Zillow's earnings press release Tuesday did not include stock-based compensation in its calculation of earnings per share, which confused the Street because it seemed to indicate a loss for the second quarter instead of a beat on expectations.
"It wasn't actually an error," Rascoff told "Squawk on the Street" Wednesday. "It was an 11 cent beat on EPS, but it's hard sometimes for people to compare apples to oranges when they're looking at EPS. … It's confusing to compare earnings per share from one source to another."
Investors shouldn't trade the stock of the real estate services company based on earnings per share but should concentrate on revenue and EBITDA growth, he advised.
"It was a tremendous quarter for Zillow," Rascoff said. "We delivered a solid beat on revenue, a solid beat on EBITDA, a beat on EPS. We raised revenue guidance for the full year. We're always a highly volatile stock, and we tend not to focus on what the stock does on a day-to-day or week-to-week basis."

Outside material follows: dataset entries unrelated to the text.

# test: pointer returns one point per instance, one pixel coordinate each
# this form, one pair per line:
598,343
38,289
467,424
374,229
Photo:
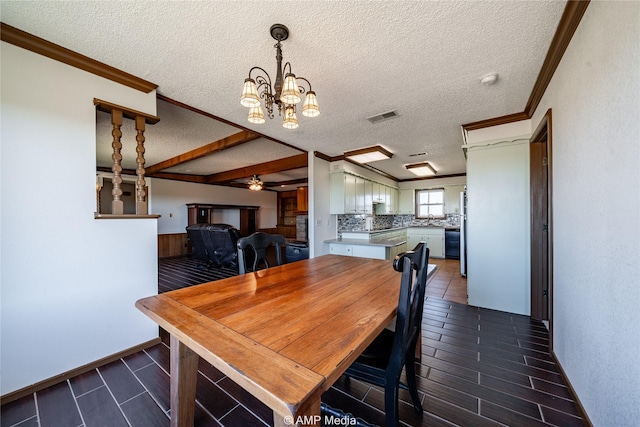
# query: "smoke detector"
489,79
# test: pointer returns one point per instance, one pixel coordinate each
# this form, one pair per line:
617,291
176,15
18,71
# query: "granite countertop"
372,232
388,243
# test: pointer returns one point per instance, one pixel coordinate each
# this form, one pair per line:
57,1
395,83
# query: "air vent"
384,116
418,154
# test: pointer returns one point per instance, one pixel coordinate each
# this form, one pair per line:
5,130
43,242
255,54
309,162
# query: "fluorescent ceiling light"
368,155
421,169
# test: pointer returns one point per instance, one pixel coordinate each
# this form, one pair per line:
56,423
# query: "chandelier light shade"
284,93
421,169
368,155
250,97
290,93
256,115
290,119
310,107
255,184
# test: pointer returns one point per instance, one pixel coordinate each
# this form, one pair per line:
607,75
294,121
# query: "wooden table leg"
308,415
184,377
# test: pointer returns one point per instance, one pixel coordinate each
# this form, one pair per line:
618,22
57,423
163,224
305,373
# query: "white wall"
322,225
498,223
69,282
595,101
169,199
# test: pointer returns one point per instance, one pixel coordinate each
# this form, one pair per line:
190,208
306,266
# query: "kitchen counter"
387,243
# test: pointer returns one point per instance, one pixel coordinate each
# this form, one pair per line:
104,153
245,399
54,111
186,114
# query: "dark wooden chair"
381,363
252,251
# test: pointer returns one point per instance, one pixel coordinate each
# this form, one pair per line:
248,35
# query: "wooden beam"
43,47
510,118
220,119
129,113
293,162
213,147
571,17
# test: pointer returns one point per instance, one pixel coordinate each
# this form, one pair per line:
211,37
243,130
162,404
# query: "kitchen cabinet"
368,197
407,202
302,206
367,251
433,237
378,197
343,193
389,201
352,194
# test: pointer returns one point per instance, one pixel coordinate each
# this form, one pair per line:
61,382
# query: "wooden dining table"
285,334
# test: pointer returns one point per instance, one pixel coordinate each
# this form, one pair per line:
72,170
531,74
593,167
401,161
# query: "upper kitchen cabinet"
302,207
452,198
343,193
388,201
352,194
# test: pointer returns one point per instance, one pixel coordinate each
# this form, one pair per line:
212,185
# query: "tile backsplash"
348,222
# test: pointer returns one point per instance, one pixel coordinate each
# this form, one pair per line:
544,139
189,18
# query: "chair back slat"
413,266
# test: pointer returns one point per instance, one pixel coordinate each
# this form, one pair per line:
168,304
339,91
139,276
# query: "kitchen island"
385,244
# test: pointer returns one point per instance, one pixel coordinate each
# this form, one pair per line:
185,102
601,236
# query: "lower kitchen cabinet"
433,237
367,251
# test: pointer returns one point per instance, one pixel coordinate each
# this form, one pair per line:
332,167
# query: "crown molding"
571,17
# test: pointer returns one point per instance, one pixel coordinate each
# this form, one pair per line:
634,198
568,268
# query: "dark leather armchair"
252,251
216,241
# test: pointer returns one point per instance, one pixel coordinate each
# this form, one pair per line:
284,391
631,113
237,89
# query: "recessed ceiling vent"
418,154
384,116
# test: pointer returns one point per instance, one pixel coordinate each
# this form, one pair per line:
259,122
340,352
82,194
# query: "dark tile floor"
479,367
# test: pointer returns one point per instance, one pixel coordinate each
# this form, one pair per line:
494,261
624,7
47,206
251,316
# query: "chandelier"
285,93
255,184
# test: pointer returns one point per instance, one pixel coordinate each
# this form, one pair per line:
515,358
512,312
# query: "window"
430,203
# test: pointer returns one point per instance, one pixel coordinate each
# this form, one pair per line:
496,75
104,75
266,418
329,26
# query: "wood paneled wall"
170,245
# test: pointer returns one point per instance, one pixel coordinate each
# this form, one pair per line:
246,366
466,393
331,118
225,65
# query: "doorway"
541,231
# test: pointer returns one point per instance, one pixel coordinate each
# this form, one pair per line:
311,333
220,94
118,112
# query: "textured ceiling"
423,59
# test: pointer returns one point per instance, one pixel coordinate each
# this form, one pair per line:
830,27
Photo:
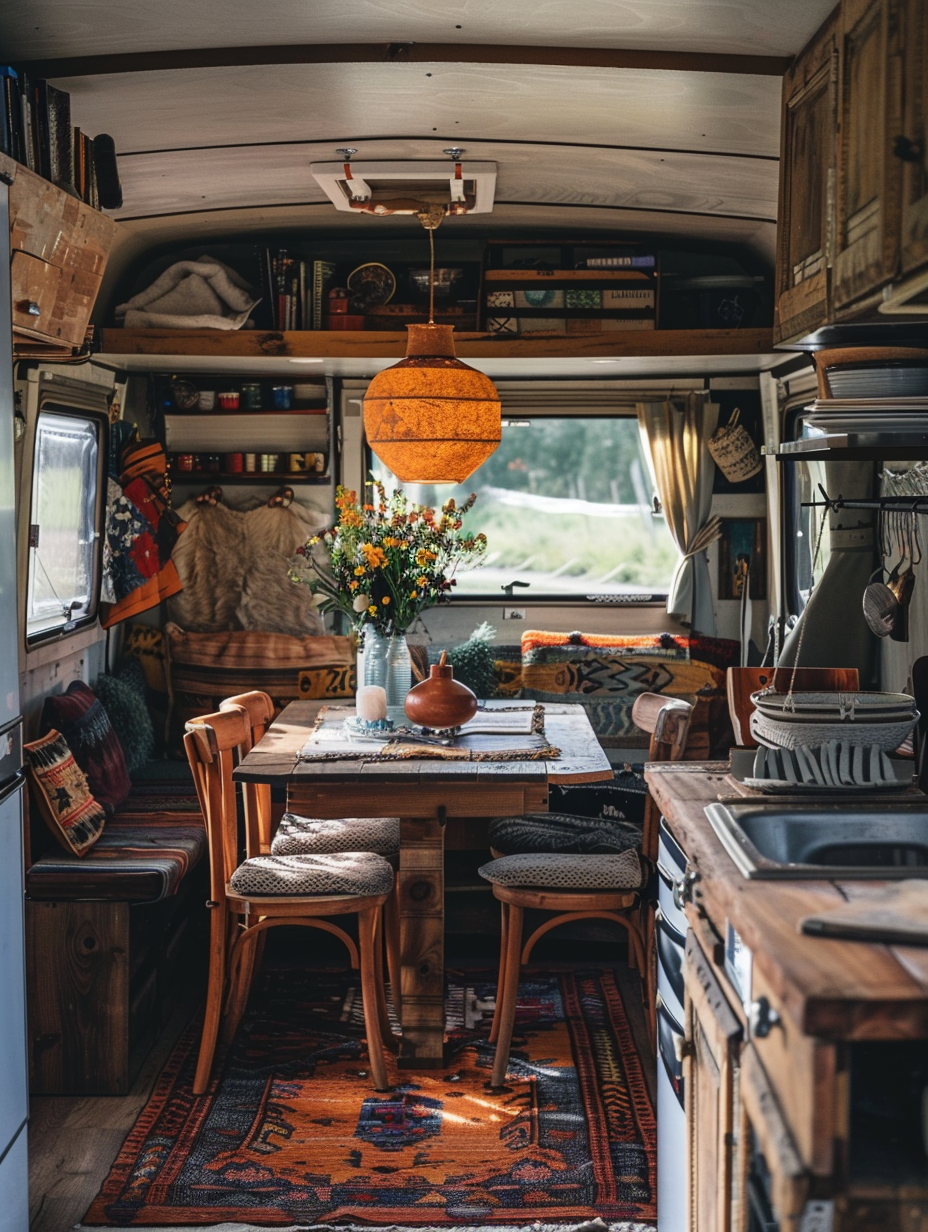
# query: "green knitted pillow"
123,697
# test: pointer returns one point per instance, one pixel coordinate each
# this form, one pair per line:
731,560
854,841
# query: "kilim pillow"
81,720
62,794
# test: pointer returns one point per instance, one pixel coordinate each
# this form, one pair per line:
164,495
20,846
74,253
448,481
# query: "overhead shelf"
381,344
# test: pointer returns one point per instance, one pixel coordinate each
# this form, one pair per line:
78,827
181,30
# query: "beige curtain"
674,435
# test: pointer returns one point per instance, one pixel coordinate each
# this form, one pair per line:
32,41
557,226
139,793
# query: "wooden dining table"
424,792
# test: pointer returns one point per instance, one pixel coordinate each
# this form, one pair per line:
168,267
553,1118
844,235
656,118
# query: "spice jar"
252,397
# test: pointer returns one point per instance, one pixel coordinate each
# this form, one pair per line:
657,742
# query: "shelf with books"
137,346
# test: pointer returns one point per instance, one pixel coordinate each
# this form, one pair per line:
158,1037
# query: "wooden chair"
264,891
593,886
743,681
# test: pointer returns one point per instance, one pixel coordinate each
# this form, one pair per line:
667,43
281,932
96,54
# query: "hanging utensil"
905,582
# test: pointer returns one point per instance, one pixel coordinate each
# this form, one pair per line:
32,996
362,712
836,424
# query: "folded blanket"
191,295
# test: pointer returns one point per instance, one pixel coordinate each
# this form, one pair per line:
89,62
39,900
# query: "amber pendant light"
430,418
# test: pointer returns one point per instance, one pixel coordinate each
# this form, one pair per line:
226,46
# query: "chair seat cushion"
558,871
312,835
303,876
562,833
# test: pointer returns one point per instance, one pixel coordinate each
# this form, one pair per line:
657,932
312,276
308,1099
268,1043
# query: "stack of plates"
812,718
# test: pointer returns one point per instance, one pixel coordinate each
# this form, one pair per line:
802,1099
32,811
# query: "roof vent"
408,187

Zillow said traffic to its website and mobile app surged during the quarter, with a record 54.3 million monthly unique users, on average. The number of agent subscribers grew 71 percent, to nearly 39,000.

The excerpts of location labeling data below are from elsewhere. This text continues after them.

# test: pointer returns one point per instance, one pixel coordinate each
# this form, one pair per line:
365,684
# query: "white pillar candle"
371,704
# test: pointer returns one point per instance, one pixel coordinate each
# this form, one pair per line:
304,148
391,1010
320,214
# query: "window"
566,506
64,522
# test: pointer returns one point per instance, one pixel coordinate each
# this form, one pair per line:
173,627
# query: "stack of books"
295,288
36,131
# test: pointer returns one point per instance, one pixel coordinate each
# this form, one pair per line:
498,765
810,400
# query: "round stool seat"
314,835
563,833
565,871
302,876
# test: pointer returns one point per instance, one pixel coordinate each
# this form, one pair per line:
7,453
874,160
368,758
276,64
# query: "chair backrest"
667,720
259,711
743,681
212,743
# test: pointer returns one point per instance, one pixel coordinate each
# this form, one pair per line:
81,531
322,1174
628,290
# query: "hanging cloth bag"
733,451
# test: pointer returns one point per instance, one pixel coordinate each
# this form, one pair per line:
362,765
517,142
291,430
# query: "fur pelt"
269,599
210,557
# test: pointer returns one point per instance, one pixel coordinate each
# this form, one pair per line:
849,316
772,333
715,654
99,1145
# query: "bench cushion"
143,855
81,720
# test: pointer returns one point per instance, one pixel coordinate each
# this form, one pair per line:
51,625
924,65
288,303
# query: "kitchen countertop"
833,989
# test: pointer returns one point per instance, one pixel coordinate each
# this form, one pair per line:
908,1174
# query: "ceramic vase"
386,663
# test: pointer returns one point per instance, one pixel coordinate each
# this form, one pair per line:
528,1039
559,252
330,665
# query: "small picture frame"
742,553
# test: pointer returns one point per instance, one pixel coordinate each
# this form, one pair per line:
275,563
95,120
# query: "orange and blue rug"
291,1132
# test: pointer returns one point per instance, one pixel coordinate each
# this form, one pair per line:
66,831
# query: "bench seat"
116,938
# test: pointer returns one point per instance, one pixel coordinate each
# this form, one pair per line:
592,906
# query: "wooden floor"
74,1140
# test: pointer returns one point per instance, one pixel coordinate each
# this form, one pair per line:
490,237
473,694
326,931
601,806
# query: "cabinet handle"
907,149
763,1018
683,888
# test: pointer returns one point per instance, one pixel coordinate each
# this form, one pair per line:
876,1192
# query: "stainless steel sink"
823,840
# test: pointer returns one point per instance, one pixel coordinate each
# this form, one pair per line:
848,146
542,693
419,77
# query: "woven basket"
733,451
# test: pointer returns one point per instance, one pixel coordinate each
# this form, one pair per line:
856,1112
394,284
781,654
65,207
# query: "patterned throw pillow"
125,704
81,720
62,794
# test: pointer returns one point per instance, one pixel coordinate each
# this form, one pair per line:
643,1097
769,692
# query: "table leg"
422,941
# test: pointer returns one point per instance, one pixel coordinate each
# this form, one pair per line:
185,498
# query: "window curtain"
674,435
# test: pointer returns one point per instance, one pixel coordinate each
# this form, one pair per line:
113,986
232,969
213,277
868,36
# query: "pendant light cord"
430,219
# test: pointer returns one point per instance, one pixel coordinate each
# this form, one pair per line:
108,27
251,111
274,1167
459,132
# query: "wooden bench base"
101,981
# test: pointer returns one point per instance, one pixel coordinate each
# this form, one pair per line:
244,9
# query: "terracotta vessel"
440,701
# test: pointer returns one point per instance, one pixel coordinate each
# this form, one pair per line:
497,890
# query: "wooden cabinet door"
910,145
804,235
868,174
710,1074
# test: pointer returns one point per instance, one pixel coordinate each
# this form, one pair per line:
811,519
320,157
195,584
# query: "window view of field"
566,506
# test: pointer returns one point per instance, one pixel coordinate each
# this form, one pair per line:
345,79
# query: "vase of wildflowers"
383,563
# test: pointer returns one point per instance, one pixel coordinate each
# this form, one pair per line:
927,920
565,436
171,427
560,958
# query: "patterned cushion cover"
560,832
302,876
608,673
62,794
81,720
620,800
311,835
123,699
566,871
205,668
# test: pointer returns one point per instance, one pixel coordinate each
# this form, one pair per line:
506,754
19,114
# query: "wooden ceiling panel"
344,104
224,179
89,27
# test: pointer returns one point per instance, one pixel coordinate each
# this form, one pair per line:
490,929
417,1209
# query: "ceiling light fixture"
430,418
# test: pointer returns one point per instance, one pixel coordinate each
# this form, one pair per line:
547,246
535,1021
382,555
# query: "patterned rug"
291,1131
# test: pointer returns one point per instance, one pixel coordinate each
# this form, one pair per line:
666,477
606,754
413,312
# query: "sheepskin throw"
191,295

Revenue rose 69 percent, to $46.9 million, topping analysts' prediction of $44.4 million. But costs more than doubled, to $57.3 million, as Zillow nearly tripled spending on marketing and advertising, while technology and development costs nearly doubled. The company also added employees.

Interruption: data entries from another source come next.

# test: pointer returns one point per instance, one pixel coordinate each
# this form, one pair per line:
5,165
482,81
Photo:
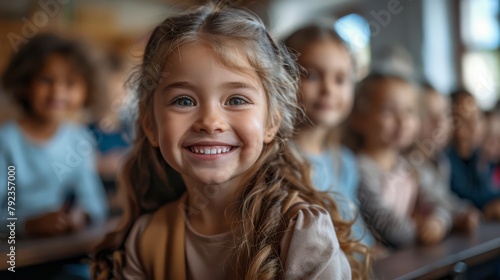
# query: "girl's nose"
210,120
327,86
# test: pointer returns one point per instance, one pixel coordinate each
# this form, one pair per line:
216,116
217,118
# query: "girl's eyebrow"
239,85
179,85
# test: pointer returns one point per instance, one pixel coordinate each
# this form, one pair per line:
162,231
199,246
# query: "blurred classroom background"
449,43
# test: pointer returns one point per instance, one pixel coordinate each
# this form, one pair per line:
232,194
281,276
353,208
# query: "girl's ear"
149,129
272,129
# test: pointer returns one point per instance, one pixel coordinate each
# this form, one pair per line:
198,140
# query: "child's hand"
468,220
51,224
431,230
492,210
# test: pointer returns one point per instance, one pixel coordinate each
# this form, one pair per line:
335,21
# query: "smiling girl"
217,104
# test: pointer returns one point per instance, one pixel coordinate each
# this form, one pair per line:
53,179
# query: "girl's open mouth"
210,150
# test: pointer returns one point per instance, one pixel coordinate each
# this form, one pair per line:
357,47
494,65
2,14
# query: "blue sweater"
336,172
469,181
47,172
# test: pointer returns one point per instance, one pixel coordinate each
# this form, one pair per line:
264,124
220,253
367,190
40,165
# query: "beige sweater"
309,250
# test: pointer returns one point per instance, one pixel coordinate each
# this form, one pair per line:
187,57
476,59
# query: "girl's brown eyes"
183,101
237,101
186,101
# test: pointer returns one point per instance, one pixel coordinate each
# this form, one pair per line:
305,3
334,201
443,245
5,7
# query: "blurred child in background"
470,178
58,190
434,171
326,94
385,121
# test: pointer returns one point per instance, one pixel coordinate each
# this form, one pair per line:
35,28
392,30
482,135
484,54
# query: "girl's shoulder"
8,127
311,230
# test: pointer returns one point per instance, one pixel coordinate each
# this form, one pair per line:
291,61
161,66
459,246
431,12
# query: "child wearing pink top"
385,122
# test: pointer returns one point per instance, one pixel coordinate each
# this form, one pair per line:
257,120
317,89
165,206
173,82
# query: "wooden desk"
437,261
43,250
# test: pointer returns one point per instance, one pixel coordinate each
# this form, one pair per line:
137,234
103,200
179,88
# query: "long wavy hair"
271,181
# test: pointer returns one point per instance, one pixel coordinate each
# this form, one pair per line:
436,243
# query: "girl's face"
57,91
327,89
391,120
436,124
469,125
210,120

(Read more: Zillow revenue soars, posts loss as costs grow)
That led to a loss of $10.2 million in the period of April through June, or 30 cents a share, versus a profit of $1.3 million, or 4 cents per share, in the year-earlier period. Analysts had predicted a loss of 40 cents in the last quarter, according to FactSet.
The company said the loss stemmed partly from a $7.1 million one-time expense for employee compensation in stock that was tied to an acquisition.
For the year, Zillow lifted its revenue outlook to between $186 million and $188 million, from a previous guidance of $178 million to $182 million. Analysts had expected $183 million.